Obfuscation


The issue of obfuscation and decompiling .NET code comes up on a fairly regular basis, so I thought I’d explore it in some more depth, and try to address some of the common questions that arise.


 


This is not a new issue or topic – since the first high level compilers existed, people have explored the ideas of reverse engineering programs to reveal the source code. Back in the 1980s I used to program in C, and one of the languages nice features was the predictable way it generated assembly code based on the C source code, which made it possible to write high level language code, yet still steel feel in control of the assembly it generated. As newer programming languages introduced ever greater levels of abstractions, the mapping has become more complex, so decompiling an .exe file from a modern language is a non trivial task. (Open an .exe in the debug editor and try to make sense of it, if you doubt this)


 


In contrast to this, .NET assemblies carry with them a lot of metadata, which affords the runtime a number of important benefits, but as a side effect, makes them easier to decompile and discover the original intent of the programmer. The good news though is that this is a well understood issue, and it can be relatively easily addressed.


 


There are two really good articles that I urge you to read to better understand this topic. The first is a very readable MSDN Magazine article “Thwart Reverse Engineering of Your Visual Basic .NET or C# Code”, and the other is the Visual Studio documentation on MSDN “Goals of Obfuscation” (written by PreEmptive Solutions, who wrote the Obfuscator in Visual Studio 2003). Together these two articles should answer most of your questions.


 


I love the analogy based on food in the MSDN article, likening obfuscation to putting a six course meal into a blender, so no once can identify the ingredients, whilst still delivering those contents to the recipient – not a strict computer analogy, but a nice one just the same!


 


One of the common questions is – why is .NET assembly code encrypted instead of obfuscated?

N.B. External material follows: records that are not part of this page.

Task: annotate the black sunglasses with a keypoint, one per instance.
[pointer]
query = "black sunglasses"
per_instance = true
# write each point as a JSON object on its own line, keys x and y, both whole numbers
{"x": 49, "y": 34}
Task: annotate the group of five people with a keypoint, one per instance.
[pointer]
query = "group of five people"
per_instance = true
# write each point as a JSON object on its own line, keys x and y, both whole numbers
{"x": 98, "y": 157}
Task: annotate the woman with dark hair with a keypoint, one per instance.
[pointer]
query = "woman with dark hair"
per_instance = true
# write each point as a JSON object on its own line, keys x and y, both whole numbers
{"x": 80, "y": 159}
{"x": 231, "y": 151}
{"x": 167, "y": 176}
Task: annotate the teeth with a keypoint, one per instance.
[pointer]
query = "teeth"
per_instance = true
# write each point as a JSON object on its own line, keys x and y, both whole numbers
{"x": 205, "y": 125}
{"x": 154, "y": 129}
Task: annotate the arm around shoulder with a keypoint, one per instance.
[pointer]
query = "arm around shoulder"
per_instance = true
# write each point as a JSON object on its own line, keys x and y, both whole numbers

The MSDN article addresses this nicely “You could encrypt .NET assemblies to make them completely unreadable. However, this methodology suffers from a classic dilemma—since the runtime must execute unencrypted code, the decryption key must be kept with the encrypted program. Therefore, an automated utility could be created to recover the key, decrypt the code, and then write out the IL to disk in its original form. Once that happens, the program is fully exposed to decompilation.”


 


Another common question is “shouldn’t the code be obfuscated by default?”. The danger of default obfuscation is that someone would crack whatever algorithm was used, and publish a decompiler tuned to that, so the apparent safety of the default solution would turn out to be deceptive. It’s better to decouple the obfuscation process, and have an after-market of ISV’s whose focus it is to create ever smarter obfuscators, keeping ahead of the decompiler writers. PreEmptive, for example, have a range of offerings, each with different capabilities.


 


Most people who are interested in obfuscation tend to do so for a number of specific reasons. Firstly, the code implements some form of copy protection (such as checking the presence of a CD, requiring a registration number, etc) where if the relevant algorithm could be decoded, it would be possible to bypass the copy protection. Another is the code utilises some Intellectual Property (IP) that needs to be kept secret, and which is core to the way the program works. A slightly different variant is the software handles sensitive information (such as financial, personal, etc) where it might be possible to create a hack or spoof the system if details of the way the information is handled could be decoded. The final one, and perhaps the most common, is people just plain don’t want others to see inside their code, just as a general thing, rather than any of the other factors. Given some of the poor code I have seen over the years, it may be just to avoid embarrassment !


Comments (5)

  1. denny says:

    In the end In see all forms of "copy protection" and the like as silly …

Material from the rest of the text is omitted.